Een boekje, wat mij persoonlijk wel wat te zeggen heeft gehad in deze, vind ik het werkje van wijlen prof. Wisse: De droefheid naar God. Pastoraal verhelderend en, ik dacht, ook Bijbels verantwoord. Ik mag de lezer wel naar dit boekje verwijzen. In dit werkje komt een hoofdstukje voor onder de titel: Heb ik berouw genoeg? Ik citeer: 'Het kan geschieden dat men niet weet te spreken van diepe inleiding of van schokkende ontdekkingen, waarbij dag en nacht als 't ware het wenen, roepen en klagen niet ophoudt; en dat men denkt, och het is met mij nog geen waar werk, want anders zou ik wel net als die en die een ervaring hebben van zulk een geweldig-aangrijpende gebeurtenis'. Wisse wijst er dan op dat zulk een ervaring wel voorkomt, maar dat dat geen maatstaf is voor een ander. Ik zou er in dit verband ook op willen wijzen, hoe gevaarlijk het kan zijn, om altijd maar bekeringsgeschiedenissen te lezen. Iets wat veel gedaan wordt. Vanuit mijn nog zeer korte pastorale ervaring heb ik er nog weinig goeds van beleefd. Eerder het tegendeel. De weg die de Heere met één van Zijn kinderen is gegaan, wordt bijna altijd een maatstaf voor eigen weg. Het gevolg is dan ook steeds: verwarring in plaats van verheldering. Laten we maar over Gods weg lezen in Zijn Woord, in plaats van over een weg met een mens. Alleen de gedurige omgang met de Schrift en dan vooral de biddende omgang met de Schrift, houdt ons in het rechte spoor. Maar om op ons onderwerp terug te komen. Wisse wijst er dan op, dat niet de maat van de droefheid beslist over haar wezen en aard en ook niet over de waarachtigheid van de droefheid. Wel zal iemand die waarlijk ontdekt werd aan zijn zonde en schuld steeds vragen om nog meer ontdekkend licht van de Heilige Geest. Hij zal nooit zeggen: Houd er maar mee op, Heere, want nu is het genoeg. Integendeel, men is bevreesd of het wel genoeg is en of het wel echt is. Juist wordt aan de Heere gevraagd of hij die droefheid niet voorbij wil laten gaan tenzij de Heere er Zijn eigen werk in gezien heeft en Hij er de vertroostingen uit Christus als een balsem in uitgiete.

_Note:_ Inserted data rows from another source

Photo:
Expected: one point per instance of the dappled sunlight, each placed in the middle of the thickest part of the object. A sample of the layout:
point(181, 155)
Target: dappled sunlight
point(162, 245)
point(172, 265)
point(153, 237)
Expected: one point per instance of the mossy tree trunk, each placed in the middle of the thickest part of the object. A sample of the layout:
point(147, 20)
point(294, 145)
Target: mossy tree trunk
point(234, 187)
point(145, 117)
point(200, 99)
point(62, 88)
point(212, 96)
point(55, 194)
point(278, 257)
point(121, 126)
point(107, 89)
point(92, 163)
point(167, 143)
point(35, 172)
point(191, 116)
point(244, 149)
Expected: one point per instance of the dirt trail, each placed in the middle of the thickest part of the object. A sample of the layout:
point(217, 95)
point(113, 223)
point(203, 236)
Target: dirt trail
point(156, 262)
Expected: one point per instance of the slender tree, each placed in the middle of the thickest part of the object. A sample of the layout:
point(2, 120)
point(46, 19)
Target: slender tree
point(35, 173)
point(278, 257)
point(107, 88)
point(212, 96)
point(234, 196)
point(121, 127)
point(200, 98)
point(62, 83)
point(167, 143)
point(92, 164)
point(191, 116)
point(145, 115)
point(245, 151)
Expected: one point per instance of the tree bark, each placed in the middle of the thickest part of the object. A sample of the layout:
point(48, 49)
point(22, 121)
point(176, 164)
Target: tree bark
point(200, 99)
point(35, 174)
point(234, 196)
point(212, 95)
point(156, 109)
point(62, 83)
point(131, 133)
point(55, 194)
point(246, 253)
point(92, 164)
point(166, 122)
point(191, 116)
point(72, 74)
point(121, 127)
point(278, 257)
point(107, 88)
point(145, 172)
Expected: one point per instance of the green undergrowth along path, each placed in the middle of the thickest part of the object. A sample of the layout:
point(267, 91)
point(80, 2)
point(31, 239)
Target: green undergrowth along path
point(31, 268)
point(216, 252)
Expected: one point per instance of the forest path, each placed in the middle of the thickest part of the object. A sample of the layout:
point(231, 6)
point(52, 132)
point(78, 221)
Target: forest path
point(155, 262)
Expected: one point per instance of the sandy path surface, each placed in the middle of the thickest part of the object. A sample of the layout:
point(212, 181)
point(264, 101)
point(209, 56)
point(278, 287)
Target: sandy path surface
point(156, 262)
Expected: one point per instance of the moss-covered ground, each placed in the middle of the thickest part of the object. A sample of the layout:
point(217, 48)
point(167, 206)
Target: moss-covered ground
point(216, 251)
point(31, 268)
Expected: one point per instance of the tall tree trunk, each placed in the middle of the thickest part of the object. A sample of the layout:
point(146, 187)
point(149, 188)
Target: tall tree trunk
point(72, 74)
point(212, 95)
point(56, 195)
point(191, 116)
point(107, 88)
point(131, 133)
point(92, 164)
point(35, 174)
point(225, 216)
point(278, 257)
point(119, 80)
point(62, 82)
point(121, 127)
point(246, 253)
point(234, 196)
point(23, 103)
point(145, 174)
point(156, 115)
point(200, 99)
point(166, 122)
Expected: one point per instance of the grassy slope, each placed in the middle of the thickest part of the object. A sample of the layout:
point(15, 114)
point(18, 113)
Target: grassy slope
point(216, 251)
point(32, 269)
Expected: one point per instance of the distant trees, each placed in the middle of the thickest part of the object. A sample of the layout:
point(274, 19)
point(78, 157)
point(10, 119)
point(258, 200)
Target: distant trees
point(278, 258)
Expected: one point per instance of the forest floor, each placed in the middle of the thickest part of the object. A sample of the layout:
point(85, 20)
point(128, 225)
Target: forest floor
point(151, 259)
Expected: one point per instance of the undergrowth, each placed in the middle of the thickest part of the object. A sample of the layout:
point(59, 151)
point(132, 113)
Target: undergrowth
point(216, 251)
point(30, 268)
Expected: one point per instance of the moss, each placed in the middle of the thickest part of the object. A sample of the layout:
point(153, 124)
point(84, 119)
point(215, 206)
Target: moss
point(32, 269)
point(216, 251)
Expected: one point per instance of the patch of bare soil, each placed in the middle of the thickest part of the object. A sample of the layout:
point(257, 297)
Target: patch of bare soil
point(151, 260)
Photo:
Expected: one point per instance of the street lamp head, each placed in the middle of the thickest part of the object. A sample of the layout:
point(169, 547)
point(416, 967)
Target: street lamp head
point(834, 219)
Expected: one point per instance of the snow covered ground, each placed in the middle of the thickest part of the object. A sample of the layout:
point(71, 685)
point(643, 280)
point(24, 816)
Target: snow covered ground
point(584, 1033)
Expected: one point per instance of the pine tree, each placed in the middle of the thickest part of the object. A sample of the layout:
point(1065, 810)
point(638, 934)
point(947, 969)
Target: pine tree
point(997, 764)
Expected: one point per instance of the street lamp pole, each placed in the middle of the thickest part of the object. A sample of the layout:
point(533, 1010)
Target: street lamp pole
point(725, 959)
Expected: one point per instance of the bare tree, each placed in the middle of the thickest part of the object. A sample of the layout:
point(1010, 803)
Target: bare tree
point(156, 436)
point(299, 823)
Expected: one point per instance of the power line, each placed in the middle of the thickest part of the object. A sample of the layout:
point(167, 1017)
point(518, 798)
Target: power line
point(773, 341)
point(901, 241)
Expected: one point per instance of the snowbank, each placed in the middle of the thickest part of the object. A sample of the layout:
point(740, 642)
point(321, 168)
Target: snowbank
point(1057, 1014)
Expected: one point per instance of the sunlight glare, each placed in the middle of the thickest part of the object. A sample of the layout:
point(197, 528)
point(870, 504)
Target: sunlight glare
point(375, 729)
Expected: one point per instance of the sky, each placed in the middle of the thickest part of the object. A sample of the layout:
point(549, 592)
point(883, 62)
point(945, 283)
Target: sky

En, ik dacht, dat nu hier het antwoord ligt op de vraag: is mijn schuldbesef het ware en is het de droefheid naar God. Waar brengt het ons? Tot wie drijft het ons uit? Brengt het ons aan de voeten van Christus? Dan is dat het zaligmakende werk van God de Heilige Geest en van niemand anders. Als de Heilige Geest ons oog ontdekt voor de walgelijkheid van de zonde, dan wordt Christus begeerlijk in ons oog. Hoe groter zondaar ik dan wordt voor God, des te begeerlijker wordt mij dan Christus in Zijn Borgtocht. Wanneer is het dan echt bij mij? Wél, als mijn zonde en mijn schuld voor God me zo walgelijk maakt, dat ik ervan verlost wil worden. En er mij niets anders overblijft dan te vallen in de handen van Christus. En als de zonde ons tot schuld voor God is geworden, laten we er niet op wachten tot die schuld ons zwaar genoeg voor komt. Maar ga ermee uit tot Christus. Vlucht ermee tot Hem, Die wel eens genoemd is de schuld-overnemende en schuld-betalende Borg. Wat Hij ook naar waarheid is. Laten we ook in deze niet vragen naar 'zwaarheid', maar naar 'klaarheid'. Merkt u op een droefheid, een smart over uw zonde? U kunt niet verklaren hoe ze is ontstaan en wanneer ze is gewekt? Maar u draagt er leed over dat u God vertoornd hebt door uw zonde? Dat uw leven niet is in overeenstemming met Gods heilige wil en wet? Wel, er is maar één weg: Christus Jezus. De ware droefheid kan alleen maar tot Hem uitdrijven en aan Zijn voeten brengen.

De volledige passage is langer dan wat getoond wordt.